成長する君へ『ヒーロー向きの"派手"な個性ね、勝己くん』
かける言葉を間違えたのかもしれない、と。
振り返って不安になることは、意外と多い。
多くの幼子を預かり、その心が育つのを見守ってきた。園は、子供たちにとってほとんど初めてとなる小さな社会だ。同世代の友人と触れ合うことで、刺激を受けて人は育つ。毎日が発見と変化の連続だ。

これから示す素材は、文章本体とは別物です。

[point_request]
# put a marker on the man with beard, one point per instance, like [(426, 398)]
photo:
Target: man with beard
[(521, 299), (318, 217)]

子供たちと長く過ごすこともあって、心の機微には聡い方だと思う。
だからこそ、今になって自分の言葉を振り返るのかもしれない。
指触りの荒い造花を摘み、その下に隠されたヘアピンを開いた。白い布地に赤いリボンを重ね張りした、門出を祝うコサージュ。それを、反らされた小さな胸に留める。
誇らしげな表情が眩しかった。
「とっても似合うよ、勝己くん」
「トーゼン」
「勝己!」
背後に立っていた母親が、軽い力で子の頭を叩いた。そのまま金の髪がクシャクシャと柔く乱され、ほんの少しこちらへ傾ぐ。力負けして足が曲がっているけれど、それさえ除けば礼の姿勢だ。
「こんな時まで、生意気ばっかりですみません」
「い、いえ…」
間髪入れず細やかな謝罪が挟まれ、恐縮してしまう。以前から思っていたが、この保護者はためらいがない。
母親そっくりの幼子は不服そうに頬を膨らませ、ガッシとその手を掴んだ。赤い瞳が平時よりきゅっと吊り上がる。小虎のような唸り声が響いた。
「なにすんだバッバア!」
「口の利き方に気を付けな!」
もう一回、ぽふんと手のひらが小さな頭頂に落ちる。親子のじゃれあいなのだろうが、折角セットした髪が崩れてしまいそうでハラハラする。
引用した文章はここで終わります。